American Level fixture 
https://www.amazon.com/American-Lighting-3LC-32-DB-3-Complete-Temperatures/dp/B01G6OGWI2

Most of the uc lights are dimmable


----------



## HackWork (Oct 2, 2009)

I have seen the ones that you can change the color temperature, which I think is an excellent idea since I had issues with that in the past. But not the brightness.


----------



## Dennis Alwon (May 9, 2009)

#3 on this page switches brightness and also changes the color temperature

https://www.amazon.com/slp/led-under-cabinet-lighting-hardwired/agmsgmsqab975ec

We always try to install a separate switch for the lights so we can add a dimmer if necessary


----------



## trentonmakes (Mar 21, 2017)

Ive used the commercial electric ones at home cheapo, very similar to those in the link.
Theres a switch on them but no brightness level. I always put in a dimmer for UC lights anyway.

Recently started using the LED tape.
I really like that setup and virtiually about same price even with a transformer.

Possibly even cheaper depending on purchases.

Sent from my LG-K550 using Tapatalk


----------



## svh19044 (Jul 1, 2008)

Nicor makes them.

I hate them.


----------



## Dennis Alwon (May 9, 2009)

svh19044 said:


> Nicor makes them.
> 
> I hate them.


I Have used Nicor and don't remember issues with them.

I do remember the Halos were expensive and you needed a elv dimmer if you want a dimmer.


----------



## 99cents (Aug 20, 2012)

My supplier sells sticks that dim. I have never had a customer who wanted me to install a dimmer.


----------



## te12co2w (Jun 3, 2007)

Thanks for the replies. I need to replace some kichler under cabinet lights. Xenon lalmps. Those fixtures had a 2 level light switch on them. These are not wall switched. Each one has a switch on it. The lady of the house really wants the 2 level control. I will look at the ones suggested. Thanks again.


----------



## macmikeman (Jan 23, 2007)

te12co2w said:


> Thanks for the replies. I need to replace some kichler under cabinet lights. Xenon lalmps. Those fixtures had a 2 level light switch on them. These are not wall switched. Each one has a switch on it. The lady of the house really wants the 2 level control. I will look at the ones suggested. Thanks again.
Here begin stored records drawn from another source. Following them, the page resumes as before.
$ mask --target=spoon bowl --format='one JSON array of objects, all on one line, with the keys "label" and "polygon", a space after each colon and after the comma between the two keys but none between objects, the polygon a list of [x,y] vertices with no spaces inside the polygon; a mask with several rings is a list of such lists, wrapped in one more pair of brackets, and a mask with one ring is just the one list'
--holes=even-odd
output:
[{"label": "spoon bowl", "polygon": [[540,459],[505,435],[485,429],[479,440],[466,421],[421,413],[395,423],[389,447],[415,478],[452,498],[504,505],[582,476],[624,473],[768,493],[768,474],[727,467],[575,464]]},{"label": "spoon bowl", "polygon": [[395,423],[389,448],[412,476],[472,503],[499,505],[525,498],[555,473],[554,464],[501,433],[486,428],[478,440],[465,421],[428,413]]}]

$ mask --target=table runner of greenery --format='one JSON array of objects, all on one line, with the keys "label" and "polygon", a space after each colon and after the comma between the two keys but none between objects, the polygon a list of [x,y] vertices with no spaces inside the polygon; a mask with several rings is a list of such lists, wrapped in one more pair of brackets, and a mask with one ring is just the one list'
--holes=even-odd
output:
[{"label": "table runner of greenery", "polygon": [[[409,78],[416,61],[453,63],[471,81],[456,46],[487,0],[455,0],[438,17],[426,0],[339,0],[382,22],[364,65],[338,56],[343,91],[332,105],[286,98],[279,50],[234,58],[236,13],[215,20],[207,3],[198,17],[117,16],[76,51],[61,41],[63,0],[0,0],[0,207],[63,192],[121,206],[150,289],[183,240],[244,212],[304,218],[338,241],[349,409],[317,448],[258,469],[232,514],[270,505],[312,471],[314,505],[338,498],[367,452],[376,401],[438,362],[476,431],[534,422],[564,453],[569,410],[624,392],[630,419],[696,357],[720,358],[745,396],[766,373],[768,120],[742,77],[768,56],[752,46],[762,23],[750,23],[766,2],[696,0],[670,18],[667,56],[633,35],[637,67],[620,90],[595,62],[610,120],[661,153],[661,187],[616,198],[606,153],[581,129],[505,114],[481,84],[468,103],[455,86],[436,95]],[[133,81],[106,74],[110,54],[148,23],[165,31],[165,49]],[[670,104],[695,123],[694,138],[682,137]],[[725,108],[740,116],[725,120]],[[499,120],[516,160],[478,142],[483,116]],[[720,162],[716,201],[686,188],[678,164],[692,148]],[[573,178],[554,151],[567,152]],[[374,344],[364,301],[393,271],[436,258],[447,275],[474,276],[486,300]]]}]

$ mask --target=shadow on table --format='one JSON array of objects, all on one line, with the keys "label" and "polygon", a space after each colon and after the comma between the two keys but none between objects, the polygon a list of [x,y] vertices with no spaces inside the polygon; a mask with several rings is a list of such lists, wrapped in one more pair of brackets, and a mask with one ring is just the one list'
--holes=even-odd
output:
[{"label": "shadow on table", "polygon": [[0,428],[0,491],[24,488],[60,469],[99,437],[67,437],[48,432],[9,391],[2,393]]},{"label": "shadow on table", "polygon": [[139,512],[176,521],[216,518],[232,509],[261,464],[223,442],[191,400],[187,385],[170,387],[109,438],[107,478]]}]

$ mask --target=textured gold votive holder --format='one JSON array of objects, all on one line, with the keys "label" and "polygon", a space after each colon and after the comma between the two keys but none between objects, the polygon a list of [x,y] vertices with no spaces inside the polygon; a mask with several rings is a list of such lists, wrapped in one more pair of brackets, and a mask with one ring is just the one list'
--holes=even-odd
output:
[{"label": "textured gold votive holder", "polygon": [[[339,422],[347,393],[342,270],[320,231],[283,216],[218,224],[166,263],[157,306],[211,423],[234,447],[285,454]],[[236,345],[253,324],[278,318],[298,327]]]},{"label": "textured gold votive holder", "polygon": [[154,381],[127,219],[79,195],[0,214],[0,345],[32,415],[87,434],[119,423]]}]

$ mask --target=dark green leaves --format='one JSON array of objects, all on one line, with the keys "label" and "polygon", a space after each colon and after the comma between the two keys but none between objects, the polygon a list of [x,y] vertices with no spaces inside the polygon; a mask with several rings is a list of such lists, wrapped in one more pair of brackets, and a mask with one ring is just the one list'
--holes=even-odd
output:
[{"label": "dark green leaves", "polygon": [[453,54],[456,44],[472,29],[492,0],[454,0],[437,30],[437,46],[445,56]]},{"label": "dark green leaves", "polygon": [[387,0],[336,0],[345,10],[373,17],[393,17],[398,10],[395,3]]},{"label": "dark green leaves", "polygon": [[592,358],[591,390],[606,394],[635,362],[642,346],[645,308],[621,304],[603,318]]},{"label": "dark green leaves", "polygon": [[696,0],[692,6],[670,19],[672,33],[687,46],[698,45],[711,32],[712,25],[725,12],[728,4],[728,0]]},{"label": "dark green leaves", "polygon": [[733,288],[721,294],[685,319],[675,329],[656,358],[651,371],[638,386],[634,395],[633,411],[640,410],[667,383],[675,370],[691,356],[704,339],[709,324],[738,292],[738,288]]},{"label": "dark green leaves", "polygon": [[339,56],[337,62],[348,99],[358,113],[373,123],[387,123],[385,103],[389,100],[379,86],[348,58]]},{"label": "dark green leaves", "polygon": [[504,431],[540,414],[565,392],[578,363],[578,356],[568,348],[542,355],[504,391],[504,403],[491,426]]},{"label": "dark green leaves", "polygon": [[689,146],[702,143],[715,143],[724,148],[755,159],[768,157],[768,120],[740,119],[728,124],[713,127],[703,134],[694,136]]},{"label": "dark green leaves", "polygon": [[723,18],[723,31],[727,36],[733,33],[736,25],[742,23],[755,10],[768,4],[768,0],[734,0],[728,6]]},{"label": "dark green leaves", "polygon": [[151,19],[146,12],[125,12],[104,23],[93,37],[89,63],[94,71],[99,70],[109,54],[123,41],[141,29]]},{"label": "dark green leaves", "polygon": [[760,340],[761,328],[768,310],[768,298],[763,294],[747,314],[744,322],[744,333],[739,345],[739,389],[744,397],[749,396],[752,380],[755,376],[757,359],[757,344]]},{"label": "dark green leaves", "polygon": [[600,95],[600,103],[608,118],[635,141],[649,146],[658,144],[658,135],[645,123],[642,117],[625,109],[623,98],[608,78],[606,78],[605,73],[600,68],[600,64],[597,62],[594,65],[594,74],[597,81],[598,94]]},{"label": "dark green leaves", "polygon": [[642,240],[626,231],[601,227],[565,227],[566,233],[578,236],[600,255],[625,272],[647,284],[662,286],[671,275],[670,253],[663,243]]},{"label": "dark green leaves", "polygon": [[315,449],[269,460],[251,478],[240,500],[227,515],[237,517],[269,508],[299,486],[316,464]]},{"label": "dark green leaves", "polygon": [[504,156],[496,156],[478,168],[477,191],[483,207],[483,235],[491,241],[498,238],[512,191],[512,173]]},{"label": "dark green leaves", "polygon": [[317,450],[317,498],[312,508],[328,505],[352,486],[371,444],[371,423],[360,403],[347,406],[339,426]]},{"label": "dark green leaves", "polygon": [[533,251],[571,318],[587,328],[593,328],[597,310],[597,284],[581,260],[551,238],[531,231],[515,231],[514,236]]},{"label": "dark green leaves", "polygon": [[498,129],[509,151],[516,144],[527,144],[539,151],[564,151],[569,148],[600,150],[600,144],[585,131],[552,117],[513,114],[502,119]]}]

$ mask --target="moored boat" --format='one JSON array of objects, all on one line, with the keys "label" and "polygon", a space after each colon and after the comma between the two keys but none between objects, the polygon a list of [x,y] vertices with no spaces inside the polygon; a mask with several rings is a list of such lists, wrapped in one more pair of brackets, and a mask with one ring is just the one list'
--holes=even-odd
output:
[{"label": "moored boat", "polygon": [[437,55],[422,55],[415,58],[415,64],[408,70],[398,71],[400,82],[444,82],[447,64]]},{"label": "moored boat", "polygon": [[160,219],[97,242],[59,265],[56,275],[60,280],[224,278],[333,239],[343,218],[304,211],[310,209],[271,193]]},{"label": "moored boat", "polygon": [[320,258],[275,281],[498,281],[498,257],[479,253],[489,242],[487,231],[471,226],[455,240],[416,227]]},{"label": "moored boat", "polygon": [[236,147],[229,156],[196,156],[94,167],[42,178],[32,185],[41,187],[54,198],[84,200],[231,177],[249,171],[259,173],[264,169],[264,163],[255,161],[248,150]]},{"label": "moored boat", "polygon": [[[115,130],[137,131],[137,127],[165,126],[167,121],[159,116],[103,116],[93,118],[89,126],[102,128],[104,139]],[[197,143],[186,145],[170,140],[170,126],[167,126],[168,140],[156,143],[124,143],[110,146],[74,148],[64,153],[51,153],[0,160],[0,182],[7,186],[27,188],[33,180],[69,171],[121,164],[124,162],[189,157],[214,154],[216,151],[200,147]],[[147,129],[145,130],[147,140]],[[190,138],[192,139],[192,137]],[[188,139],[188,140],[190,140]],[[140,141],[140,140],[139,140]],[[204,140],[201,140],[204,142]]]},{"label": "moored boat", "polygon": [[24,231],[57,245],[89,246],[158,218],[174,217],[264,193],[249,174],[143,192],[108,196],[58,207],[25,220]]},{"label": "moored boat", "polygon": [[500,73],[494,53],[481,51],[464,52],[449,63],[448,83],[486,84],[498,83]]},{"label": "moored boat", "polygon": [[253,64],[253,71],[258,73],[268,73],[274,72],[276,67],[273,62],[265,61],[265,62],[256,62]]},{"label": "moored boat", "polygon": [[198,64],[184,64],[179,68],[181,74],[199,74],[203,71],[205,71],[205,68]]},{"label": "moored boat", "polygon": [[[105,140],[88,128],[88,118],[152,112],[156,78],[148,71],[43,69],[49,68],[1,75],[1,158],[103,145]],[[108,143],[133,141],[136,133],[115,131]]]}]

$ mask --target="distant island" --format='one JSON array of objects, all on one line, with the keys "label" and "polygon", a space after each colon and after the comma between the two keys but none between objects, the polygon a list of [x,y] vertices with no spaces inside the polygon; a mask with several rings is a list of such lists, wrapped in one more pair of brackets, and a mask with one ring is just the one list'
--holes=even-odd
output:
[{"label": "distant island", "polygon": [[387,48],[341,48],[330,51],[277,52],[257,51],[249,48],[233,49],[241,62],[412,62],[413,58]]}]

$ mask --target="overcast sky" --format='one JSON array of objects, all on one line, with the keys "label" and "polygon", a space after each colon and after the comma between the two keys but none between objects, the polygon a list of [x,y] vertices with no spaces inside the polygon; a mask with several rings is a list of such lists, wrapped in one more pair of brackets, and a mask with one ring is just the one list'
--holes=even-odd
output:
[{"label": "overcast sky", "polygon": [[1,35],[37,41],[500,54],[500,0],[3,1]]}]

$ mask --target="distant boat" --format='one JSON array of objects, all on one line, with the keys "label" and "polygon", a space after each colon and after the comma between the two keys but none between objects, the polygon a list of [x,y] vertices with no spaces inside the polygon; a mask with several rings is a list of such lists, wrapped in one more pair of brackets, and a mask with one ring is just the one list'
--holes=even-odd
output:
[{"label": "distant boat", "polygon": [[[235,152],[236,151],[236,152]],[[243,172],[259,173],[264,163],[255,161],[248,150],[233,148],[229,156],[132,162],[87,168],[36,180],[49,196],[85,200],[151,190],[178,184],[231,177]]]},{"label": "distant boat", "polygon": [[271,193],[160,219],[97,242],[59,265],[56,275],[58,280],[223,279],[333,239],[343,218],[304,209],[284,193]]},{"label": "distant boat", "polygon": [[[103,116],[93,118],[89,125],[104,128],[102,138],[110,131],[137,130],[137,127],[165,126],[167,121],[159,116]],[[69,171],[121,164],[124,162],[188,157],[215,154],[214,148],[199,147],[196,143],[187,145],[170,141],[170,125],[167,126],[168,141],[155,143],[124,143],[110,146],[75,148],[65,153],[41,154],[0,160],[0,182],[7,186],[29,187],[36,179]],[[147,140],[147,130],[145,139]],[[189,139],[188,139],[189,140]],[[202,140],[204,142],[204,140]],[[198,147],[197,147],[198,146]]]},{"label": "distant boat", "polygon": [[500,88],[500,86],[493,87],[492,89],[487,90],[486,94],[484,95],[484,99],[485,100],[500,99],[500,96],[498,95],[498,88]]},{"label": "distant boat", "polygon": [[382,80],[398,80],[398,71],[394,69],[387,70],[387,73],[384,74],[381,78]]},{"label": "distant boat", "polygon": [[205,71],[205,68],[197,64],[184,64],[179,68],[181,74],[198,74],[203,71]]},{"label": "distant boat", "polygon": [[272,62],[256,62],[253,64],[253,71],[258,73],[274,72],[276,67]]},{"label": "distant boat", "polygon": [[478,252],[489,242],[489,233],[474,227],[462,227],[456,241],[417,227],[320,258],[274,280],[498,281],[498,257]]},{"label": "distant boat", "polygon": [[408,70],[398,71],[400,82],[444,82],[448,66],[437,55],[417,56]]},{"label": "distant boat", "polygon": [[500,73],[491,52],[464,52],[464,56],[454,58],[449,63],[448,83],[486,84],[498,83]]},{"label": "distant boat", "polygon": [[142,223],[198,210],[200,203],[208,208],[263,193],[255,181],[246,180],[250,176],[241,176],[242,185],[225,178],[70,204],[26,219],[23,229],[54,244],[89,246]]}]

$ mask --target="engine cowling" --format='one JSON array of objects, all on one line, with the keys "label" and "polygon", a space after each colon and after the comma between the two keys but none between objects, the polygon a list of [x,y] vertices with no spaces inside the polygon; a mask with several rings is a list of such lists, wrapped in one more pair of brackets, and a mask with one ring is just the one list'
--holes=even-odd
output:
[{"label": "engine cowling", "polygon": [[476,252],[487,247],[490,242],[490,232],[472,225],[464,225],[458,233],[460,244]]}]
2 level smevel, buy Kitchler 4U Series undercab lights and use that same Leviton dimmer I spoke about the other day here. It will dim down to zero from 100% once you set the dimmer per the easy instructions. Your homeowner will chit his pants over them, and best of all they have a lot of room for the connections but still keep to the original little inch(predecessor) footprint profile. They come in 2 different color ranges.


----------



## te12co2w (Jun 3, 2007)

macmikeman said:


> 2 level smevel, buy Kitchler 4U Series undercab lights and use that same Leviton dimmer I spoke about the other day here. It will dim down to zero from 100% once you set the dimmer per the easy instructions. Your homeowner will chit his pants over them, and best of all they have a lot of room for the connections but still keep to the original little inch(predecessor) footprint profile. They come in 2 different color ranges.


These lights are not controlled by a wall switch. Tile backsplash. No access below or above.


----------



## te12co2w (Jun 3, 2007)

Dennis Alwon said:


> #3 on this page switches brightness and also changes the color temperature
> 
> https://www.amazon.com/slp/led-under-cabinet-lighting-hardwired/agmsgmsqab975ec
> 
> We always try to install a separate switch for the lights so we can add a dimmer if necessary


 I found these lights before. Maybe they have different lengths.


----------